One of the largest sources of stress for Hanson, according to Hoffman, is what he will wear to the events. The only clothing Hanson has in the Middle East are his ACUs, or Army combat Uniforms. ACUs are prohibited at the White House.

Hanson’s dress attire, which is usually worn by soldiers to official functions, is locked in storage at his home base in Fort Bragg, N.C.

Determined to not let something like clothes get in the way of her son accompanying her, Hoffman made some phone calls and connected with a military base outside Washington, D.C.

“They will get two or three civilian suits ready, and he can pick out what we wants,” Hoffman said.

Hanson has never owned a civilian suit.

“He said, ‘Mom, if I’m in a civilian suit, I will gladly escort you to the gala,’ ” Hoffman said, remembering a previous e-mail from her son.

On Thursday, Hoffman will return with Hanson to Grand Junction, where he will spend the rest of his military leave before returning to Iraq. Hanson’s 25th birthday is Saturday, and it will be the first time in four years he will celebrate it at home.

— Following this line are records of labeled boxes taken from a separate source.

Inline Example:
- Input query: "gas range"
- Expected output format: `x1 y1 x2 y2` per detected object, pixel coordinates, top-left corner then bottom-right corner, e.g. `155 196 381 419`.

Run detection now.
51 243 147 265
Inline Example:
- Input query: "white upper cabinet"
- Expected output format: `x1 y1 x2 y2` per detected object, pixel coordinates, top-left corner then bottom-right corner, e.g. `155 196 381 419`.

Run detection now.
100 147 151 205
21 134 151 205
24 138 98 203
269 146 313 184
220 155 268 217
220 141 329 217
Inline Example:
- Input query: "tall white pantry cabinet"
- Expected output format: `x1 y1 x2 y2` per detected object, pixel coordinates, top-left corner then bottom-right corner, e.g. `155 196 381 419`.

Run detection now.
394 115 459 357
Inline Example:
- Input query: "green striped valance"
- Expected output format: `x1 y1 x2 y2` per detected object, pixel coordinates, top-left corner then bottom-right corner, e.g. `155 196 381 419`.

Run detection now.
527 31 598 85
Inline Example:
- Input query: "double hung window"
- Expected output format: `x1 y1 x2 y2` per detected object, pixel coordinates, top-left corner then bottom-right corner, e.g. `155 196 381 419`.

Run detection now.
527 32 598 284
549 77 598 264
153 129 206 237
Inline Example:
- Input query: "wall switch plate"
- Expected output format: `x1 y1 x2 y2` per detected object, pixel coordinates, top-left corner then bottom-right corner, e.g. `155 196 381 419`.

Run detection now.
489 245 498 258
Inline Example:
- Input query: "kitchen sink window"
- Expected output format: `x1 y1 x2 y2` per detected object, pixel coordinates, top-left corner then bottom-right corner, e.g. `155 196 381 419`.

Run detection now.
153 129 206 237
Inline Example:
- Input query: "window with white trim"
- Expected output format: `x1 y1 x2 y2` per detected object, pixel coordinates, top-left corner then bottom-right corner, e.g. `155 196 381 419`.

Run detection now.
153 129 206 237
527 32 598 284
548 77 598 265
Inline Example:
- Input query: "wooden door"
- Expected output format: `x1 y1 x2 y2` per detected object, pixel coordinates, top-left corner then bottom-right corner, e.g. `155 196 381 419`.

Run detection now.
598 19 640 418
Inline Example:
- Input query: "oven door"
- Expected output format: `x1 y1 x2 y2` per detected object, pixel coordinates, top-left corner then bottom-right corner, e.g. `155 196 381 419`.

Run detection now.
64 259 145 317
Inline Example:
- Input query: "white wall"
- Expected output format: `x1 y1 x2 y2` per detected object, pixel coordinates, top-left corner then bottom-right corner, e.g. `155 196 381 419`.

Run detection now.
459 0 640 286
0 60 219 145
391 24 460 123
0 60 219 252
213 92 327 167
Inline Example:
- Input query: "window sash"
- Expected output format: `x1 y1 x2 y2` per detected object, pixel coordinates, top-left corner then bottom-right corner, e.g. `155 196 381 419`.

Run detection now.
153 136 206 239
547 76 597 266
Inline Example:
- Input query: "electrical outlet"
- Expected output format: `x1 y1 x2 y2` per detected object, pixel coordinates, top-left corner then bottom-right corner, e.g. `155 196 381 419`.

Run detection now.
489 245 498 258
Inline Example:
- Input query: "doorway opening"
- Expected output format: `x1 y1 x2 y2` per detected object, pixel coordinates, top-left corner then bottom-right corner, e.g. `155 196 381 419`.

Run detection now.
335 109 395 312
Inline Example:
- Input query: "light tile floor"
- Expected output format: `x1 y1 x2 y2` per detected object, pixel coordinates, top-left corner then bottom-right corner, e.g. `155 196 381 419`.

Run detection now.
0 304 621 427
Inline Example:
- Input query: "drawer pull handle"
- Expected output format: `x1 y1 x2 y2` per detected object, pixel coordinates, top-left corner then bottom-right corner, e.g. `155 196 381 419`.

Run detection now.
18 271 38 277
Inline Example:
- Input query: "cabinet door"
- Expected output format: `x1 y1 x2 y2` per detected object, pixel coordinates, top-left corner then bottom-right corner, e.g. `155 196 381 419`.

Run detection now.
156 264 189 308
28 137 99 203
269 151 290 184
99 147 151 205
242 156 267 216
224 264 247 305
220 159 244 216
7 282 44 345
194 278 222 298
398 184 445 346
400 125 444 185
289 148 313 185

While Hoffman is proud to have her son at her side in Washington, D.C., or at home, Hanson is just as pleased.

“It makes me very proud seeing how far she has gone, how much effort and time she has put into that organization,” Hanson wrote in an e-mail. “Knowing that my mom supports me in everything I do as a soldier ... I know many of my teammates look forward to my care packages because there is always something extra in there that I share with them.”